Fresh Off the Farm in Montana, a Senator-to-Be By TIMOTHY EGAN
Published: November 13, 2006
GREAT FALLS, Mont., Nov. 9 — When he joins the United States Senate in January, big Jon Tester — who is just under 300 pounds in his boots — will most likely be the only person in the world’s most exclusive club who knows how to butcher a cow or grease a combine.
All his life, Mr.
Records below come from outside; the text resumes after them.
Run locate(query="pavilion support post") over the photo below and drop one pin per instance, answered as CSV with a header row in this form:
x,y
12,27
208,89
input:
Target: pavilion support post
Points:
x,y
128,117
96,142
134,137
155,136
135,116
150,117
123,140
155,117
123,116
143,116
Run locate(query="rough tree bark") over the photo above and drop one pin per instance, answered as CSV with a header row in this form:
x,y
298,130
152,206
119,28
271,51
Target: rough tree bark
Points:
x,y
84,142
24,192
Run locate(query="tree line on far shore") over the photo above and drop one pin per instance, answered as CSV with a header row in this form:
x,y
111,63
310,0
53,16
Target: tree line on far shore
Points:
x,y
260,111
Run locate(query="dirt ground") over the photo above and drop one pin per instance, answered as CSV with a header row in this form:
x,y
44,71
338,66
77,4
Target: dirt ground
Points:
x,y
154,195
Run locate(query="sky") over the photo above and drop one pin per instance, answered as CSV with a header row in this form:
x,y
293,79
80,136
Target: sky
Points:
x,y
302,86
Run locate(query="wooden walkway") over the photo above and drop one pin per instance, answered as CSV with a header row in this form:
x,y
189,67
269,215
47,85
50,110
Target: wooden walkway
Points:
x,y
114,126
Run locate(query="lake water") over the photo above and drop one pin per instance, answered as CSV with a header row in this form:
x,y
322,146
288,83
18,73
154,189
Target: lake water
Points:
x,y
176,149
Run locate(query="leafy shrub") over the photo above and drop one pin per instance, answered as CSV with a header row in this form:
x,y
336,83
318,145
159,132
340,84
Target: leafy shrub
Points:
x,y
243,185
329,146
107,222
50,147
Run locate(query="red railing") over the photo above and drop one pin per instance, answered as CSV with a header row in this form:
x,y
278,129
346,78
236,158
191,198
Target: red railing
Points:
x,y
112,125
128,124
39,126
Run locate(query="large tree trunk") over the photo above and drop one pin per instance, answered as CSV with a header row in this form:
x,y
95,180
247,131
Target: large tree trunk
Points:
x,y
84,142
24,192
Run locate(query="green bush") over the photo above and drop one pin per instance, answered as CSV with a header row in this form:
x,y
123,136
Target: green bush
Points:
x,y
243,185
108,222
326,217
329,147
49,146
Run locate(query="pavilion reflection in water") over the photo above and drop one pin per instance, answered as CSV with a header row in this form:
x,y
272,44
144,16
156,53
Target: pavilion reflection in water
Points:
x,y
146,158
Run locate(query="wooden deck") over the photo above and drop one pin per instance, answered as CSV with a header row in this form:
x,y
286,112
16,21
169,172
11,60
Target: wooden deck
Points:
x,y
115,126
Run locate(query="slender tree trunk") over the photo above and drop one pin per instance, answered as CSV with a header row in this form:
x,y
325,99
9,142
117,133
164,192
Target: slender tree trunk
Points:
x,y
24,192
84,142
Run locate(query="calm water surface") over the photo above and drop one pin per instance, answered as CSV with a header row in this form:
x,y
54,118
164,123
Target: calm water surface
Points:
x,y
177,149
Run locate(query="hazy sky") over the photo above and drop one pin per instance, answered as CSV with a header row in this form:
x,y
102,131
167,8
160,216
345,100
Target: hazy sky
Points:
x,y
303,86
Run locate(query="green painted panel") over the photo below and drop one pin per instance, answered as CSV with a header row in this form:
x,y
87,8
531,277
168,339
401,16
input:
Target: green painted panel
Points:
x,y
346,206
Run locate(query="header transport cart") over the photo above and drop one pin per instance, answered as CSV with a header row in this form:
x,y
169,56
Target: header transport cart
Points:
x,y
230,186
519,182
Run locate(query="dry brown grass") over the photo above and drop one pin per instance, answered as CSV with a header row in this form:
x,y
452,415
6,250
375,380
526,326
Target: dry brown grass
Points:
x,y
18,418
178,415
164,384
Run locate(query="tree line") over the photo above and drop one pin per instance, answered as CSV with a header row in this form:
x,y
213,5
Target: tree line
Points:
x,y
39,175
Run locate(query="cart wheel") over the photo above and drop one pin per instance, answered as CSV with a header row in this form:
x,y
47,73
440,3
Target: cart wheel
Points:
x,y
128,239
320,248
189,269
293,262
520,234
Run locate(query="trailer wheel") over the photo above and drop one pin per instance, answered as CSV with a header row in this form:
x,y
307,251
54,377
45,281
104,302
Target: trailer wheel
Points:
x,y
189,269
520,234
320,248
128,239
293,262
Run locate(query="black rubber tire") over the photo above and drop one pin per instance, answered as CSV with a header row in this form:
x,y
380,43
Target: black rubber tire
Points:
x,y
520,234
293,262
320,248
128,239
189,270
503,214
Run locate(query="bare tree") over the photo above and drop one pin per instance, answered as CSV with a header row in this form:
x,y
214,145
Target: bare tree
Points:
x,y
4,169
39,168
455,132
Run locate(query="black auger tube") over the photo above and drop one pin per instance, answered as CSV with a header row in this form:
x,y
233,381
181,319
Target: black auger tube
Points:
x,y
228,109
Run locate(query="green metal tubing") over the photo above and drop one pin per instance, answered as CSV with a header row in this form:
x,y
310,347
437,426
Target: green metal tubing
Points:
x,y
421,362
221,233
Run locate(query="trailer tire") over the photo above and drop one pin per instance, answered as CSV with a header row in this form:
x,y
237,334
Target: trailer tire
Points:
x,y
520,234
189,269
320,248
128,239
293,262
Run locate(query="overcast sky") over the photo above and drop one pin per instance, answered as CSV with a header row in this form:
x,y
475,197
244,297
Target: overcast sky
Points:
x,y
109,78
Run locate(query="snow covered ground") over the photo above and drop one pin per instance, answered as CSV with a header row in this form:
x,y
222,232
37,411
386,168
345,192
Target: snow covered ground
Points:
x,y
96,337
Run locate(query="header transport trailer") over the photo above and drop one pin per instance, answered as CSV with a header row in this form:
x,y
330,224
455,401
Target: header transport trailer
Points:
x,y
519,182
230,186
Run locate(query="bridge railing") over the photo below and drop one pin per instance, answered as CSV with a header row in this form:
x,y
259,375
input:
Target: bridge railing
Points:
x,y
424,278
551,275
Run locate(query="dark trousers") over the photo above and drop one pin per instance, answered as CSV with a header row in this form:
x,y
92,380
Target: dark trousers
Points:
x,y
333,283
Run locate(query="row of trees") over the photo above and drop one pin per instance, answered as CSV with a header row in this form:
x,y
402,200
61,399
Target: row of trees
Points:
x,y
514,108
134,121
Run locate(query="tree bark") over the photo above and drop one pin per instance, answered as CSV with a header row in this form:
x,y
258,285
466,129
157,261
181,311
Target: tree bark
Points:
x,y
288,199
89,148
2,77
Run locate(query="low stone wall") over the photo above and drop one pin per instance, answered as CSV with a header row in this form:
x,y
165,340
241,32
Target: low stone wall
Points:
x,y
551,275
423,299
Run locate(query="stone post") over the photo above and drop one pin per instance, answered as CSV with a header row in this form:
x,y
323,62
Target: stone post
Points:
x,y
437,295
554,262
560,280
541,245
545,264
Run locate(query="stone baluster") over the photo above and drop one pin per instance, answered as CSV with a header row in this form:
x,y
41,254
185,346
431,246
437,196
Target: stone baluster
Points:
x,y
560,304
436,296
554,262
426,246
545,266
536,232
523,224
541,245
Tester, 50, has lived no more than two hours from his farm, an infinity of flat on the windswept expanse of north-central Montana, hard by the Rocky Boy’s Indian Reservation.
For all the talk about the new Democrats swept into office on Tuesday, the senator-elect from Montana truly is your grandfather’s Democrat — a pro-gun, anti-big-business prairie pragmatist whose life is defined by the treeless patch of hard Montana dirt that has been in the family since 1916. It is a place with
105-degree summer days and winter chills of 30 below zero, where his grandparents are buried, where his two children learned to grow crops in a dry land entirely dependent on rainfall, and where, he says, he earned barely $20,000 a year farming over the last decade.To make extra money, Mr. Tester taught music to schoolchildren, and still plays a decent trumpet despite having only seven fingers (he lost the rest to a meat grinder as a child).
He got into politics just eight years ago in a sustained rage over what utility deregulation had done to small farmers and businesses in Montana.“You think of the Senate as a millionaire’s club — well,
Jon is going to be the blue-collar guy who brings an old-fashioned, Jeffersonian ideal about being tied to the land,” said Steve Doherty, a friend of Mr. Tester’s for 20 years. “He’s a small farmer from the homestead. That’s absolutely who he is. That place defines him.”